# WebService + Datenbank und Date-Datentyp vs. long-Datentyp



## JayGabriel (30. Sep 2011)

Hallo allerseits,

ich bin mit nicht ganz sicher, ob ich hier richtig bin, da mein Problem sich um WebService und Datenbank dreht.

Zu meinem Problem:
Aus der Datenbank werden Daten ausgelesen und diese sollen per WebService-Schnittstelle bereit gestellt werden. Jetzt sind einige Angaben auch Datumsangaben, das Auslesen, speichern und übergeben war kein Problem bisher.

Jetzt habe ich als Vorgabe bekommen, dass ein "long" anstatt eines Date-Types übergeben werden soll, da es (angeblich) Probleme mit dem Date-Typ geben könnte, wenn eine andere Programmiersprache auf den WebService zugreifen möchte.

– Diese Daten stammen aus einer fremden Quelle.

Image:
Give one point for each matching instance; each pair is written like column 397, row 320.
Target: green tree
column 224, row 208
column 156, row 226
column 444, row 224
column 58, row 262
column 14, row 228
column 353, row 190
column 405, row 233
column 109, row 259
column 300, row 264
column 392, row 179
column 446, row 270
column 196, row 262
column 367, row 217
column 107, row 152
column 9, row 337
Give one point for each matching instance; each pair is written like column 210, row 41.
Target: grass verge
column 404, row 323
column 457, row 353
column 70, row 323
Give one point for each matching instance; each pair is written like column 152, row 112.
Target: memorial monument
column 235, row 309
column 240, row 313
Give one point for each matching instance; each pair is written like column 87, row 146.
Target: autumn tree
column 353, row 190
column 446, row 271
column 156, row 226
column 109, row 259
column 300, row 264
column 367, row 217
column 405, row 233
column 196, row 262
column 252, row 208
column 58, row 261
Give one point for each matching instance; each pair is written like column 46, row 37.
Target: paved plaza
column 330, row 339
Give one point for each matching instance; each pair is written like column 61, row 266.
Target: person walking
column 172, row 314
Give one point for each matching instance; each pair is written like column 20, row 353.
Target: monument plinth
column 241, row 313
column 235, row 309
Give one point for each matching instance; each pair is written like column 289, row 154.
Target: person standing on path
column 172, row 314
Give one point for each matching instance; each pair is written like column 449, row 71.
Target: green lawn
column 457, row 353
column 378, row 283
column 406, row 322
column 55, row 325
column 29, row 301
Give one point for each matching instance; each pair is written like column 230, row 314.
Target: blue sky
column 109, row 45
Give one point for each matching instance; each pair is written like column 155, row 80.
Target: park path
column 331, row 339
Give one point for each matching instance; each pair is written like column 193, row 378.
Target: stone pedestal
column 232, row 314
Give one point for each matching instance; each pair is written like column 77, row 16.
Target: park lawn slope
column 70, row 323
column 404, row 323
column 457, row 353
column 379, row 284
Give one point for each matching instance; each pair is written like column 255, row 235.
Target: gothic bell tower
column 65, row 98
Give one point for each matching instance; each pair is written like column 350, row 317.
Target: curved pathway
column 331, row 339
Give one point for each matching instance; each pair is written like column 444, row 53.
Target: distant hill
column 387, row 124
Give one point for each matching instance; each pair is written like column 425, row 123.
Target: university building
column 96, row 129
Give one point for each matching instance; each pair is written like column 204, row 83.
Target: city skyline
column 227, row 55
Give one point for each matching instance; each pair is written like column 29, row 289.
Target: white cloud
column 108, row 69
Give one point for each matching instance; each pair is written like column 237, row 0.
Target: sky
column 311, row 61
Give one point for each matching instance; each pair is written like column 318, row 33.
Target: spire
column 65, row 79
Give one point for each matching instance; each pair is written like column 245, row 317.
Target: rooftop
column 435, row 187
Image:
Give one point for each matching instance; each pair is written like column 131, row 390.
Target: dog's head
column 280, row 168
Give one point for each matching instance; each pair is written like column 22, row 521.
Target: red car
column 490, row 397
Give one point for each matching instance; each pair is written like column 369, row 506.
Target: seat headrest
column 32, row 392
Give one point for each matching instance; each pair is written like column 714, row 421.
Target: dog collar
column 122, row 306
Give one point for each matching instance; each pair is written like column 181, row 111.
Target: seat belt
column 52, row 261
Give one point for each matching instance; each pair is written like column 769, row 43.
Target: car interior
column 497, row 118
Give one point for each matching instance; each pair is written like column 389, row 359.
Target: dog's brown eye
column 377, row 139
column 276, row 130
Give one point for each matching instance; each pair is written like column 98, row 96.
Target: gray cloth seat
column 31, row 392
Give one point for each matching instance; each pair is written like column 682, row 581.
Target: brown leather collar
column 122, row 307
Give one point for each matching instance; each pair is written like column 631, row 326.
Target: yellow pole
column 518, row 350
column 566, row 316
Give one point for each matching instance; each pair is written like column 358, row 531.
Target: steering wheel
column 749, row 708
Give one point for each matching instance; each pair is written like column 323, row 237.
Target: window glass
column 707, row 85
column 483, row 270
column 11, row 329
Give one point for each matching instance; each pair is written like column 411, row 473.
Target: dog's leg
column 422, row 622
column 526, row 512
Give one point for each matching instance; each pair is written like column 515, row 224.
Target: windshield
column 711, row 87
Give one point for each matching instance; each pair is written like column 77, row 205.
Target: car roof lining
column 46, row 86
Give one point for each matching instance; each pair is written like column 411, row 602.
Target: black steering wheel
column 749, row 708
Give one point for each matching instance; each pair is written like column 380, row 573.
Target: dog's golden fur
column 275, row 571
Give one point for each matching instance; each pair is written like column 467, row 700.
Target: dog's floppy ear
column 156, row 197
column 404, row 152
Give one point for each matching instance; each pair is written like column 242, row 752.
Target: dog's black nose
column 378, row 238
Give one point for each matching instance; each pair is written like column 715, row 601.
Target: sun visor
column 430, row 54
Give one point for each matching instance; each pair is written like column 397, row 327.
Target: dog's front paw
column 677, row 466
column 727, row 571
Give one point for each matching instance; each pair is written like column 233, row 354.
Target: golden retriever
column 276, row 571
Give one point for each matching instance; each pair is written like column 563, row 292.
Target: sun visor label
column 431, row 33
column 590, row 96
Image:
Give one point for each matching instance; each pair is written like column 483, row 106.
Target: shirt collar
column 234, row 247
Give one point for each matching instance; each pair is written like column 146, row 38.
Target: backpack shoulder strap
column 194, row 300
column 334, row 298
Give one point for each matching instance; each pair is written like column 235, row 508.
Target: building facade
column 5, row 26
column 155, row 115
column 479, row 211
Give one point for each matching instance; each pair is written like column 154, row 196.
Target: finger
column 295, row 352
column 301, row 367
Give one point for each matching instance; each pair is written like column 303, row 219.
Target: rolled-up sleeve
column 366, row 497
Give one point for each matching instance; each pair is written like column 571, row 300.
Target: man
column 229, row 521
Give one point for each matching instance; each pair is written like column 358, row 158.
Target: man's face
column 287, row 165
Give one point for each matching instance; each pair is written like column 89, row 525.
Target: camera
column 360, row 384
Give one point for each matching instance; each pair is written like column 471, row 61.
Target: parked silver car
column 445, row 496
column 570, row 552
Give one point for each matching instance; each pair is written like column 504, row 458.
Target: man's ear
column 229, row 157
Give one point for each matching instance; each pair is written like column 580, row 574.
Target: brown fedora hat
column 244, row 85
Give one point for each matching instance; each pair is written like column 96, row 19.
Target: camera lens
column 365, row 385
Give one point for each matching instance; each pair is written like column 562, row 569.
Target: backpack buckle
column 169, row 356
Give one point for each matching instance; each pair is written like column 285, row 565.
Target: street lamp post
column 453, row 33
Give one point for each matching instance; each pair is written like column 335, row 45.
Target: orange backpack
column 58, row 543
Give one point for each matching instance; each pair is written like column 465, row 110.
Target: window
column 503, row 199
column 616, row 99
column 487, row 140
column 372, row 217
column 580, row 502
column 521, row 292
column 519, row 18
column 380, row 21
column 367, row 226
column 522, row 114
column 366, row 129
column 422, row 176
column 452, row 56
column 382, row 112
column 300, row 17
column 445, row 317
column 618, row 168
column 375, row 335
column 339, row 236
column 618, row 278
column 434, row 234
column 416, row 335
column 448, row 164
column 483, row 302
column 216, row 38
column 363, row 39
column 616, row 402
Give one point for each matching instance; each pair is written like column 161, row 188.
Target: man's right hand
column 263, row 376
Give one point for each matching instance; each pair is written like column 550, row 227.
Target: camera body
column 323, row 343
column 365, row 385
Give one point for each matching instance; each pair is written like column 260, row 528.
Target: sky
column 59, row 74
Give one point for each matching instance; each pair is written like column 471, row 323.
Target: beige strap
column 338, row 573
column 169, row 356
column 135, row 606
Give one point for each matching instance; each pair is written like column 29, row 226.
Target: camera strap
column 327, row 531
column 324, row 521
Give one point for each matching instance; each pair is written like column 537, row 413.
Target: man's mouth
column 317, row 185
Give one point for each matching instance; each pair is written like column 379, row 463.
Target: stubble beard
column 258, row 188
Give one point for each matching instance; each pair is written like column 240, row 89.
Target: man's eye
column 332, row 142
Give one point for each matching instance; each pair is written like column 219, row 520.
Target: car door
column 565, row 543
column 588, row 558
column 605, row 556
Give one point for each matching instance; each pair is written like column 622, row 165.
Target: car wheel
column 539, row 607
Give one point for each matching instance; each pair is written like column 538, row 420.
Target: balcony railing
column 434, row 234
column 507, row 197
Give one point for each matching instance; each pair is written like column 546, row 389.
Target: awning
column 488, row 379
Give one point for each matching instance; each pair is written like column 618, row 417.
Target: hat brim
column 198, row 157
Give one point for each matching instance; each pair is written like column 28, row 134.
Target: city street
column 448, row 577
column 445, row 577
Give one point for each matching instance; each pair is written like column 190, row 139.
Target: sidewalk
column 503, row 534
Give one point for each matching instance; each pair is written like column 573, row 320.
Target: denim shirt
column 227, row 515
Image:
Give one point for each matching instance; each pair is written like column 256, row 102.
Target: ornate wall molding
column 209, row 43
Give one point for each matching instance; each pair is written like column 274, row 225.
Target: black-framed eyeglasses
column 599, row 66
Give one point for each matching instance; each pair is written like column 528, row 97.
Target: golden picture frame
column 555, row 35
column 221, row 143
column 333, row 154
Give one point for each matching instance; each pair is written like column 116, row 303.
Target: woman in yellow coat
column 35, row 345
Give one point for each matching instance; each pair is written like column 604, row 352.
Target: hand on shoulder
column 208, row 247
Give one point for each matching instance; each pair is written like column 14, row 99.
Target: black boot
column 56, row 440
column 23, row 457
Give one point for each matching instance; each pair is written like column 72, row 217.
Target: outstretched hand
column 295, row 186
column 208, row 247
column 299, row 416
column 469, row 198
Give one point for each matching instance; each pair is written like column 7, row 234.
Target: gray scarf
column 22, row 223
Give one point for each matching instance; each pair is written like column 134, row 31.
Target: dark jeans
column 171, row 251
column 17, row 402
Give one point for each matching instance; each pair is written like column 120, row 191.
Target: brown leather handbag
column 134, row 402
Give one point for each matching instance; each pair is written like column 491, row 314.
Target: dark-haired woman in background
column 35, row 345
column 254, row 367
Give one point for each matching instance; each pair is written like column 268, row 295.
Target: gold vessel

Als Schnittstelle wollte ich die selben Typklassen für die Auslieferungen der Antworten vom WebService und für die Datenbankauslesung benutzen, das bringt nun aber dieses Konvertierungsproblem.

Wenn ich die Getter und Setter der Typklassen anpasse, gibt es Probleme beim Client, wenn ichs nicht anpasse, passt das aus der DB ausgelesene Date nicht in die long-Variable. Außerdem werden meine Typklassen auch immer wieder neu generiert, wenn der WebService sich ändert, was beständiges nachträgliches Ändern nach sich ziehen würde, was nicht akzeptabel ist!

Jetzt zu meinen Fragen:

1. Ist dieses Problem mit dem Date-Datentyp wirklich essentiell für andere gängige Programmier-bzw, Scriptsprachen? (C#, C++, Delphi, PHP usw.)
-> Wenn Ja, wie lesen dann andere Sprachen denn Datumsangaben aus Datenbanken? (falls sich einer damit auskennt hier)

2. Gäbe es eine Möglichkeit die Konvertierung des Datentypes schon beim Auslesen aus der DB vorzunehmen?

3. Oder komm ich nicht drum herum seperate Typklassen zu benutzen?

Als WebService-Technologie benutze ich JAX-WS und für den Datenbankzugriff MyBatis.

Danke schon im Vorraus für alle Anregungen!

mfg
Jay


----------



## XHelp (2. Okt 2011)

Hm. so richtig verstehe ich dich nicht.
Warum sollte Date nicht in einen long passen? Darüber hinaus kann ich jetzt nicht wirklich erkennen welches Problem du überhaupt bei den Fragen meinst.


----------



## JayGabriel (4. Okt 2011)

Hallo XHelp,

dann versuch ich es noch einmal anders zu Erklären...

In der Datenbank werden Datumsangaben mittels Date-Datentyp gespeichert und mit MyBatis hatte ich es bisher ganz einfach in einer Date-Java-Datentyp gespeichert gehabt. Soweit war alles in Ordnung.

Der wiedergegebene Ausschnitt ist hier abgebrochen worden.